I think that distinction needs to be made. I think DDG should treat this app
as a web browser which means phoning home to this endpoint is unacceptable.

------
Angeo34
Whoever ever put their trust into American for profit companies which use
slogans like "private secure and fast" should not be surprised at leaking all
their data.

I never got how people trust companies like ddg or Brave. If you don't trust
Google and Apple why would you trust a smaller company in the same
jurisdiction. They will be forced to hand out all data as well regardless what
they say.

------
trashburger
From st3fan's links, this[0] seems to be something that DDG developers can
use. Took me about 30 seconds to dig it up from the repository.

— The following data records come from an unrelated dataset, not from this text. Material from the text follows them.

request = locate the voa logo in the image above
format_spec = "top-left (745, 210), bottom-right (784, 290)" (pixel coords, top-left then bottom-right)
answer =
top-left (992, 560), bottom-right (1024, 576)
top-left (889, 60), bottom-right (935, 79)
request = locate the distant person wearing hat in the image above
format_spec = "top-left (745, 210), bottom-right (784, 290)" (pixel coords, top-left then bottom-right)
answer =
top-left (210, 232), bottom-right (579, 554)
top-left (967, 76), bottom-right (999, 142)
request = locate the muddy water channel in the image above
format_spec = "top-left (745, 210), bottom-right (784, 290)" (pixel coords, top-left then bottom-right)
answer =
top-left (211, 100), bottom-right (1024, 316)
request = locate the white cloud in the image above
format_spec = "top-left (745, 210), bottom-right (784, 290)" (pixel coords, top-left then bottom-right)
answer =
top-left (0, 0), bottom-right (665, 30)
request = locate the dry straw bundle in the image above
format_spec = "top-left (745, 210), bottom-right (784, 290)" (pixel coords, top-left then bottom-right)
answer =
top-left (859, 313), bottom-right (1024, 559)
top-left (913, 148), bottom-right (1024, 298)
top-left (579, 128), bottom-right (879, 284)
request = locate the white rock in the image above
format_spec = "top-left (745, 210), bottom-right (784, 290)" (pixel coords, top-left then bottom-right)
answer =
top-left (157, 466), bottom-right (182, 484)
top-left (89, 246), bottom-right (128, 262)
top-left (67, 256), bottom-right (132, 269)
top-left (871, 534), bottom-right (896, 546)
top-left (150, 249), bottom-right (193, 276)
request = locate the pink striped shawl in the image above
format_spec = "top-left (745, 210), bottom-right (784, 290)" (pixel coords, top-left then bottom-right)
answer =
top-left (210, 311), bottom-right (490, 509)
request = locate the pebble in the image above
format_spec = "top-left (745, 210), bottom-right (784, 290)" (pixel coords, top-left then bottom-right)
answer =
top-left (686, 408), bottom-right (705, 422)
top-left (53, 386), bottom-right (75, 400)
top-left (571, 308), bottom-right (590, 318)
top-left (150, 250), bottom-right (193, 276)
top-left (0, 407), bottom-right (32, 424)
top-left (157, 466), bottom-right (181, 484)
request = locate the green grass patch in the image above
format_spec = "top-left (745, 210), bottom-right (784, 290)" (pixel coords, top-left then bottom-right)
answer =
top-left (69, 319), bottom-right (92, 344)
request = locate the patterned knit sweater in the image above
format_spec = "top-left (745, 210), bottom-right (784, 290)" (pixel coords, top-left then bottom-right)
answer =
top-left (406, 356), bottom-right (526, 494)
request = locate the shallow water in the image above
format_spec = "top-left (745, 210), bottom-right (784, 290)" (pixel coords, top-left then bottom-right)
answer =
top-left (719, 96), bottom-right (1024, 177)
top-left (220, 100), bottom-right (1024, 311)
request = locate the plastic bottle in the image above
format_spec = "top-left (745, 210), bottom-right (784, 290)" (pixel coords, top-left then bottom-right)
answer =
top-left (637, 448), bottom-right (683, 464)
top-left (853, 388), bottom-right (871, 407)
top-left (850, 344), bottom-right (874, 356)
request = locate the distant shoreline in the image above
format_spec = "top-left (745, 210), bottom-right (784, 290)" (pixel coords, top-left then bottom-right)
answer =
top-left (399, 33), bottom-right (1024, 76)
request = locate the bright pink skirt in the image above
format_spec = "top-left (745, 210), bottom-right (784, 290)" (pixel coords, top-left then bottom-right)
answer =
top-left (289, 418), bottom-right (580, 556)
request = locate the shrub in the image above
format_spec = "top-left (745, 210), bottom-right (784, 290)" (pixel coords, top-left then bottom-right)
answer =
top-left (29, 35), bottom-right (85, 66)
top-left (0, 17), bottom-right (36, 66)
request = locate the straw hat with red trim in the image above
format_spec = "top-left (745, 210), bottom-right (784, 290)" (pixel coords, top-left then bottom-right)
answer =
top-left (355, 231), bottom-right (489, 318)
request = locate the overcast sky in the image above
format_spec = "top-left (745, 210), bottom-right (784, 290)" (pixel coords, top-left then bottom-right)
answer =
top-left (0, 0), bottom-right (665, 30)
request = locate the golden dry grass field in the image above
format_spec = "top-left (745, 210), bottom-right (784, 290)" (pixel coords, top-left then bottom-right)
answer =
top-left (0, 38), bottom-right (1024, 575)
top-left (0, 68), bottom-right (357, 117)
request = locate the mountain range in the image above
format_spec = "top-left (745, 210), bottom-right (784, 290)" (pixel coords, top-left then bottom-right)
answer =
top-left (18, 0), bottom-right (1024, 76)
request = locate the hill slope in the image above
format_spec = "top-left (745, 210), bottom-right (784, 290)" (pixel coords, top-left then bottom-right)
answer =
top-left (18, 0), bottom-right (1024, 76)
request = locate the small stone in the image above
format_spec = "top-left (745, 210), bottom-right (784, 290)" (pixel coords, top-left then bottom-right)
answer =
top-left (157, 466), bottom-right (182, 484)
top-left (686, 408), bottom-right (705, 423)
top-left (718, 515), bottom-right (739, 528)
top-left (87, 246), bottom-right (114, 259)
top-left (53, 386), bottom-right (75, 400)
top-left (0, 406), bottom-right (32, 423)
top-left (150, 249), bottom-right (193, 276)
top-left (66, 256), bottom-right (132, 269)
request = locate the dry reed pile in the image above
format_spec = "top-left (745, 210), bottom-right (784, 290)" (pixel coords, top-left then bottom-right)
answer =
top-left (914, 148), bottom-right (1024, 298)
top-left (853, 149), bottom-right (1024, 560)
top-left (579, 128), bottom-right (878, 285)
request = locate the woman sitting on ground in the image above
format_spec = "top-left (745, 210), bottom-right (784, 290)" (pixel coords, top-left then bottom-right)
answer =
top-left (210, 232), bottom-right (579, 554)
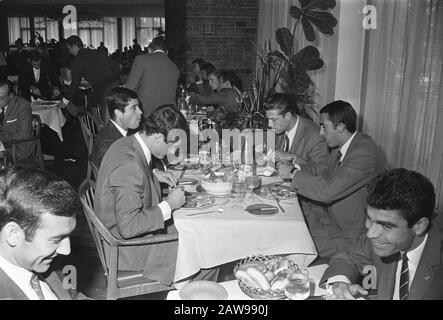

[0]: [https://github.com/mozilla-mobile/android-
components/tree/ma...](https://github.com/mozilla-mobile/android-
components/tree/master/components/browser/icons)

------
pochamago
This doesn't seem like an issue to me.

------
WClayFerguson
It is a hilarious excuse for DDG to claim they are doing this for a favicon.
Even if DDG is legitimately not _using_ the data they are definitely
collecting the data.

The problem with that is that it requires users to "trust" DDG, which is not
how the world works today. If you are a company that collects info, and you
expect users to trust that the info will remain safe, secure, and never get
misuse that is downright foolish for anyone to believe a word of that.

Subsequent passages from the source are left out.